Even after encouraging news earlier this month that rendered Airbnb rentals a little more legal than they were before (essentially, it’s above board as long as you’re staying in your house/apartment at the same time as your renter), the site has been entangled in a messy legal back-and-forth with the city, and just released a whole cache of data to try to sway public opinion in its favor. It’s pretty convincing, especially as it relates to Brooklyn.
Of the reported $632 million Airbnb rentals brought into New York’s economy over the past year, a significant amount of it was concentrated in Brooklyn, which, in spite of a sharp uptick in new (or forthcoming) hotels, still has relatively few places to house its new influx of tourists. 28 percent of the site’s New York rentals were located in Brooklyn, and users spent $14.5 million in Bed-Stuy (a neighborhood virtually devoid of hotels) alone. Of course, Airbnb also makes the pretty plausible argument that the traffic pumps money into local businesses, as well.
Then there’s the gut-level factor that most people renting out rooms on Airbnb seem like normal people trying to drum up a little extra cash, and in a local economy where the going concern for most citizens is “how the hell am I supposed to afford the place I live in,” it feels especially out of touch and grinch-y to penalize anyone who tries to leverage their precious chunk of city real estate to their own advantage. If we’re paying this much for rent (and subsisting in a job market where freelancing and gigging are increasingly the norm), may as well make the most of it. “This is the new workforce,” the director of the Freelancer’s Union told the Wall Street Journal. “People do some work by gigs, writing, being acupuncturists and also letting out their homes. All of these components are making up a career now.”
Which is not to say that Airbnb rentals represent any kind of utopian ideal of a sharing economy. There are safety issues and the irritation of one’s neighbors to consider, its effects on the hotel industry (which argues that Airbnb has an unfair market advantage and doesn’t create any jobs), and shady renters who use the site to create what are essentially miniature hotel empires without any of the incumbent legal restrictions.
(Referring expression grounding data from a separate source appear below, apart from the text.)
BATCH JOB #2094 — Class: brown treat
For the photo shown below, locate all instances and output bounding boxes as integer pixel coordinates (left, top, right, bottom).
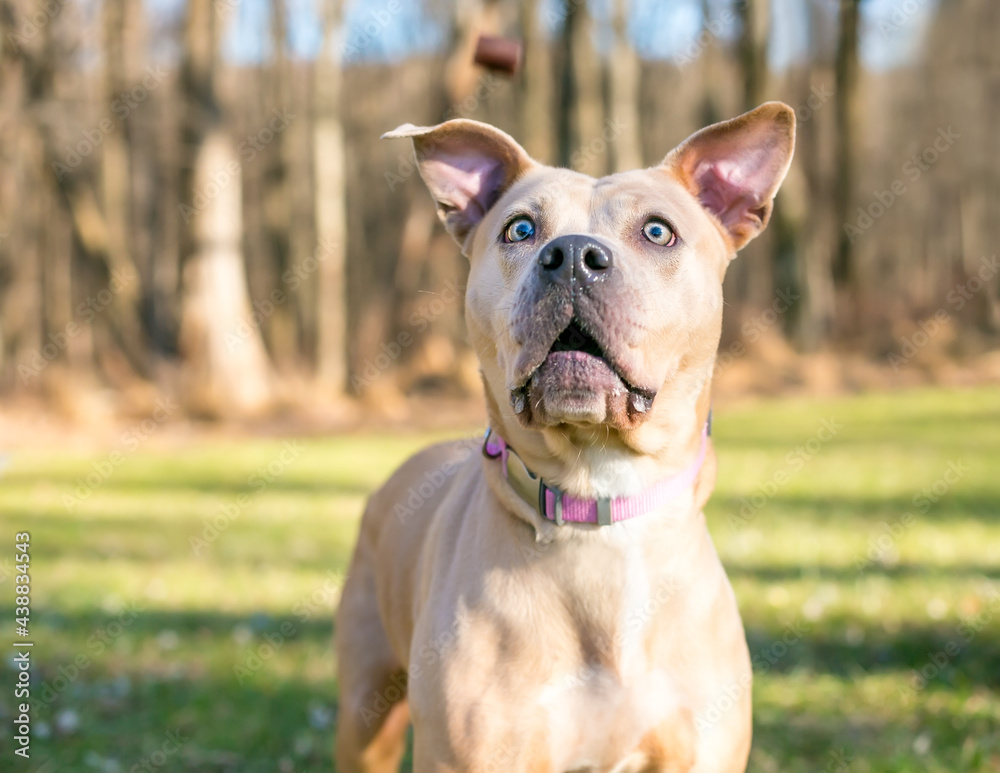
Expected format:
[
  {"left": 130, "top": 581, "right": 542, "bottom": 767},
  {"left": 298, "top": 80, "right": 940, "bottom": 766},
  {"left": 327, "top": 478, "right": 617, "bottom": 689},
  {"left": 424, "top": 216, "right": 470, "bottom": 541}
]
[{"left": 473, "top": 35, "right": 523, "bottom": 76}]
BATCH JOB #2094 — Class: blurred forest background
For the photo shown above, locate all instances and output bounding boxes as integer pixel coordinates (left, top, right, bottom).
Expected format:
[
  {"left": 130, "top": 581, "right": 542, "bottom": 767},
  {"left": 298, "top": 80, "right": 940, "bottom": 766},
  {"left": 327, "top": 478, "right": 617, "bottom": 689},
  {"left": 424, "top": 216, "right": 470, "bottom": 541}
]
[{"left": 1, "top": 0, "right": 998, "bottom": 422}]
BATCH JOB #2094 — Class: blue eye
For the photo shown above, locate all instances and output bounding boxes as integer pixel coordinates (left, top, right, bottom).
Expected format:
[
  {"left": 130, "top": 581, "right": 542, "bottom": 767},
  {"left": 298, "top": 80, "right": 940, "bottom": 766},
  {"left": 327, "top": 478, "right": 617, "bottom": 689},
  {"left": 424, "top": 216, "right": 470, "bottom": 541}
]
[
  {"left": 504, "top": 216, "right": 536, "bottom": 243},
  {"left": 642, "top": 218, "right": 676, "bottom": 246}
]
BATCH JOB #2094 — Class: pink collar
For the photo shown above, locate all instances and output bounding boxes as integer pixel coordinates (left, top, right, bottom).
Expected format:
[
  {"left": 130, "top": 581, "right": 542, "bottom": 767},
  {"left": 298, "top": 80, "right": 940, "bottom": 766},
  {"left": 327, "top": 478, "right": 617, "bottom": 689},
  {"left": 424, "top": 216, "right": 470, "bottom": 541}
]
[{"left": 483, "top": 420, "right": 710, "bottom": 526}]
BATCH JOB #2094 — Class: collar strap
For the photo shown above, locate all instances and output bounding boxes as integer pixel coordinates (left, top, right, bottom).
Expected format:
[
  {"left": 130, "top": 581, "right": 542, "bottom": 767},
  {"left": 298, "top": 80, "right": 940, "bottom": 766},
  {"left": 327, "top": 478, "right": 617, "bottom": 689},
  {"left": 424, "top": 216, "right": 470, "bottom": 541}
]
[{"left": 483, "top": 419, "right": 710, "bottom": 526}]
It’s a system that still in its infancy, and even the company’s head of global policy has mentioned the need to “make this safe and transparent by taxing it and moving forward with something that’s working really well.” Still, if Brooklyn’s going to maintain its status as a place where creative types actually live and a rapidly growing draw for tourists, this seems like a service we should figure out how to work with, instead of quashing altogether.